Oireachtas Joint and Select Committees

Wednesday, 17 October 2018

Joint Oireachtas Committee on Rural and Community Development

Estimates for Public Services 2018
Vote 42- Department of Rural and Community Development

10:30 am

Photo of Lynn RuaneLynn Ruane (Independent) | Oireachtas source

I am not usually at the committee, but I have come for the community development aspect of the matter. It is clear from the contributions made so far that a huge amount of much-needed work is being done in rural Ireland. I apologise in advance for being a buzzkill when I bring the discussion back to community development in some of the poorest urban areas. The issue has fallen off the cliff both for the committee and the Department. Even the press release that was issued from the committee included the words "discuss rural spending". I think something has been lost in translation with regard to the brief of the Department of Rural and Community Development. When it was first set up, I was quite excited, having come from the community sector. I was a community development worker for a long time. After years and years, dating back to Deputy Éamon Ó Cuív's time in 2002, I felt the systematic destruction of the community sector and the abolition of community development projects, CDPs, had left it in disarray. It has moved from being a sector focused on social inclusion, addressing poverty and inequality and which played a crucial role during the years in critiquing State policy to being told to desist from campaigning and the closure of 19 of 180 CDPs in 2008, with those remaining being dissolved later. Local workers were taken over by managers who were not local and did not understand the target or approach needed in communities which had been destroyed by poverty and various social issues.

Coming from the community sector, the Department's community development brief covers one of the most important aspects of life in the community sector.
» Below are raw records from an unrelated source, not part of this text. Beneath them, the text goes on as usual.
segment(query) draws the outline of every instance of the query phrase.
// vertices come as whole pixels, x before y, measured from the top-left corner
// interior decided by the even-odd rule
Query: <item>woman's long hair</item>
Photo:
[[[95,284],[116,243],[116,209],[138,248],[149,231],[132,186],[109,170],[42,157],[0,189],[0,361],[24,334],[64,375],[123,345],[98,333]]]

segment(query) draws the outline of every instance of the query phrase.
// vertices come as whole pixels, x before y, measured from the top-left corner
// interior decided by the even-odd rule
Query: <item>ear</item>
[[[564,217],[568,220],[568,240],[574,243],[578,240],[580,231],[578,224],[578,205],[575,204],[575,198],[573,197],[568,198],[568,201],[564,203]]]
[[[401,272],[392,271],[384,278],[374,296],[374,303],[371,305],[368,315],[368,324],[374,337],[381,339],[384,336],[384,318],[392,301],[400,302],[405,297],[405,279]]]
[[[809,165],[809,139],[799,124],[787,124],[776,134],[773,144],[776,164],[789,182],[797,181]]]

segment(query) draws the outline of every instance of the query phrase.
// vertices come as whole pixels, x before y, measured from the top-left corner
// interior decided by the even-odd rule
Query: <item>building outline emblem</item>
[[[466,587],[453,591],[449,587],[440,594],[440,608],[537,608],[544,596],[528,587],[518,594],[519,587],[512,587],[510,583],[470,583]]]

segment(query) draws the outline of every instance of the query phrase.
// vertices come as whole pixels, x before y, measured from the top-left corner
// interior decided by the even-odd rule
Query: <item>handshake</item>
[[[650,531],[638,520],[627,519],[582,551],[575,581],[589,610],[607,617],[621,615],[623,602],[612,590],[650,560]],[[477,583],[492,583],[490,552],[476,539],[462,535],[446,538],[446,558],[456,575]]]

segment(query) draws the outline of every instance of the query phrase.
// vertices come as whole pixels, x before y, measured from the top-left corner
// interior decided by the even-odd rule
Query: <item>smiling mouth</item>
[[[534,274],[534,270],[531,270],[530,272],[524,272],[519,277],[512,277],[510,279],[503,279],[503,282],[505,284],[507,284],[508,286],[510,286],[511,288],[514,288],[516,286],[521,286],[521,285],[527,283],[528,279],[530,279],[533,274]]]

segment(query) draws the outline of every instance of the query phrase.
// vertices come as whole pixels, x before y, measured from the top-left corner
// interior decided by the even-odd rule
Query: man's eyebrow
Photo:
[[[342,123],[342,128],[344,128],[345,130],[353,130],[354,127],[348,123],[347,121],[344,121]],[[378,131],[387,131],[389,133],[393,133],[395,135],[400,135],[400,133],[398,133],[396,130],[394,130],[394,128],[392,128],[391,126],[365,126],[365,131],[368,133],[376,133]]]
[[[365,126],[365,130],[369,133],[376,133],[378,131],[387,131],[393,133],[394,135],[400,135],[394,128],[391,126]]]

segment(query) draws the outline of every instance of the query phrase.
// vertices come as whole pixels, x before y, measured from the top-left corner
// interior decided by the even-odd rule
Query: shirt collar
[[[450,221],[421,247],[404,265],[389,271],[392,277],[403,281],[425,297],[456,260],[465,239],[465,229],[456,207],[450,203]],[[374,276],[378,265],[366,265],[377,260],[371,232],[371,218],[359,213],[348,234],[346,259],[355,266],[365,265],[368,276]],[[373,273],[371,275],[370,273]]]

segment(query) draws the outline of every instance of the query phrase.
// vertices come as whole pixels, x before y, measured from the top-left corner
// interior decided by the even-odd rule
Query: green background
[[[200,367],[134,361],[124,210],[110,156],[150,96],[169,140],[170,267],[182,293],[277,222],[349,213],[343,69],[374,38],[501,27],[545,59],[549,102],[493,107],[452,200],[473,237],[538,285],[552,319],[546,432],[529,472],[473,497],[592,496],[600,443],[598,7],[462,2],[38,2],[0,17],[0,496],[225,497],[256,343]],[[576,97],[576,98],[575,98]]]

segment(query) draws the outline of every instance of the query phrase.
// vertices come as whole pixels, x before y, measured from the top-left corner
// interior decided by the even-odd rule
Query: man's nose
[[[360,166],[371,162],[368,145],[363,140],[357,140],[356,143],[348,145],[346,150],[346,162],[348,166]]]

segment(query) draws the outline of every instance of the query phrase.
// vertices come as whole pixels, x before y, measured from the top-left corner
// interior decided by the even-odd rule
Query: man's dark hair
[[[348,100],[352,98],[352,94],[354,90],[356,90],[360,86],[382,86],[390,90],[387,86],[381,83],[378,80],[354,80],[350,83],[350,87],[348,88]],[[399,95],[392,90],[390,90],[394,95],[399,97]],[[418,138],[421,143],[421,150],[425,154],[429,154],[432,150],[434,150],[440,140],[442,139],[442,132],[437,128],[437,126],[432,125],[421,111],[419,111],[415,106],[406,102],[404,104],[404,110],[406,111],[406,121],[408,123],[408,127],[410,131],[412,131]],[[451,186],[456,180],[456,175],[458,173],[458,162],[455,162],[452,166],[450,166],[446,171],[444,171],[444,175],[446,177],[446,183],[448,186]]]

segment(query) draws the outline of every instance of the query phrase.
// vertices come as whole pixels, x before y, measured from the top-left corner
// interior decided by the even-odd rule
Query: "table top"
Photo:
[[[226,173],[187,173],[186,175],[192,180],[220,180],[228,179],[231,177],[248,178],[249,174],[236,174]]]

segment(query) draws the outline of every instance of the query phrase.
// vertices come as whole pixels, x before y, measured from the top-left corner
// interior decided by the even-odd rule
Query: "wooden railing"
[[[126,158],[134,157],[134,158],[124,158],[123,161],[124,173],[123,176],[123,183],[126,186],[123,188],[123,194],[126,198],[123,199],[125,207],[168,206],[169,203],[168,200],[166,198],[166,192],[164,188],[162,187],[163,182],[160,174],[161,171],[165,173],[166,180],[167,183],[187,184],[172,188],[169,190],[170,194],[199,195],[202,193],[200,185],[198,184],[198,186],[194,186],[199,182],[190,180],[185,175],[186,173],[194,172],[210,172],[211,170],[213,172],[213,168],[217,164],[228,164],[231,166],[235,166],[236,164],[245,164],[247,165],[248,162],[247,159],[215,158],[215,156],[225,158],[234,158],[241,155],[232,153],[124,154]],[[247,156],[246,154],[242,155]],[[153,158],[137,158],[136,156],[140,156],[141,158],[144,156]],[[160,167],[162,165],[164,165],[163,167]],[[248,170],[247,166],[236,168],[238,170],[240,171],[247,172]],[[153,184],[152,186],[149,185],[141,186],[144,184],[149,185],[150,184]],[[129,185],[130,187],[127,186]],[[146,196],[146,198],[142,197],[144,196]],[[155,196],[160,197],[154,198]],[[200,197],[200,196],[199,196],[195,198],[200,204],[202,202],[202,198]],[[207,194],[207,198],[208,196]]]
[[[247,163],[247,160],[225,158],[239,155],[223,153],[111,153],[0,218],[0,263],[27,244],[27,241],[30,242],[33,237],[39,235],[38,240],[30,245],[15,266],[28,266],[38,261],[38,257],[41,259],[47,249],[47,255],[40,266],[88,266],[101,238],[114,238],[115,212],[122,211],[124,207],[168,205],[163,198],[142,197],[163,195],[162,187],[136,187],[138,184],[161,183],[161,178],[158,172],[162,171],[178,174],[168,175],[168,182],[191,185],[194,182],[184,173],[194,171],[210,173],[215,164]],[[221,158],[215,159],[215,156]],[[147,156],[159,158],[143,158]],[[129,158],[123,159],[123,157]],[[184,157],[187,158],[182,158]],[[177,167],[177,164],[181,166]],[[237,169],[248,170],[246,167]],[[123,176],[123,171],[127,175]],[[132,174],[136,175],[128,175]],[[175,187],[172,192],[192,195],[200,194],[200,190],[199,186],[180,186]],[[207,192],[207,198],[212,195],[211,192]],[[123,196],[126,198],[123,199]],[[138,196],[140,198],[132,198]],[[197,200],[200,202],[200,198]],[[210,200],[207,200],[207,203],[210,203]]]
It includes everything from addiction to the high rates of suicide and children being taken into care since the family resource structure was affected. In working class communities we have seen a rise in the number of children going into care since the CDPs and family resource centres were practically dismantled. The level of expenditure under the social inclusion and community activation programme, SICAP, is €40 million. SICAP needs to be completely reformed and restructured. There is no longer local autonomy whereby local communities are empowered to be involved in decision-making. It needs to be reinstated. By 2009, it was estimated that up to 41% of funding had been taken out of the community sector, compared to a figure of 7% across all other sectors. Effectively local community development programmes had replaced grassroots community development, which has lost its meaning. The words "community development" are still being used, but the process has become market-driven and about employment activation more than enhancing and empowering communities and building capacity within them to be able to address poverty at grassroots level.

Perhaps it is lost within the wider Department. The rural and regional development brief is understandably large and I understand the attention it needs, but the role of community development has become lost in the championing, not only by the Minister's Department. Politically, in general, there do not seem to be champions for the local community development structure. I have certainly looked in on this committee since it was set up. There was a position for either Senator Grace O'Sullivan or I, but I said I would step back and that she could take it. I have watched it, but I have not seen the community development aspect being considered to address poverty and social exclusion. We need to look at restoring funding to that sector and adopting some targeted approaches.

There will be a launch of a report in a few weeks, which unfortunately I cannot give to the committee now, that deals with the systematic destruction of community development and the impact of that. My request to the witnesses at this point is to let me support them and the Department in refocusing some of those efforts towards community development. Maybe we need to carry out some sort of review or analysis of what has happened in the past ten years within the community sector and the effect that the cuts and the restructuring have had. We can look also at reinstating a significant portion of that funding and be willing to look at the failings of both the social inclusion and community activation programme, SICAP, and of the kind of managerialism that has set in in the community sector where people from outside the community sector have come in with a very business-like model which is being imposed at a local level and is simply not working.

I have come here today to put some of these issues back on the agenda. The communities I work with, like north Clondalkin, for example, would remind a person of the 1960s, such is the lack of investment. The community is completely destroyed. It is a similar situation in Inchicore, Athy, and west Tallaght when one looks at the family resource structure. I have been meeting people in those communities and some of them did not even know that community development was within this Department. I had to tell many of the communities that there was a Minister in place in control of this. There a lack of acknowledgement or distance between them and the community development sector where people view this sector as involving rural development only. Perhaps we should do something to change that perception and put the urban question, as it were, in terms of the poorest communities in urban centres. I will bring those community sectors together and the Minister and his Department could meet us and be brought up to speed with the situation.

I am aware that this destruction started long ago before the Minister came to this Department, so I am not pointing any finger in his direction. That said, decision-making was brought back to the centre of the Department and the State and the amazing work that was happening on the ground was completely disempowered and disenfranchised.

I would look forward to having the opportunity to engage with and support the Minister and his Department in bringing some of these issues to the fore, to helping those communities that are struggling, and to looking at the current structure of SICAP.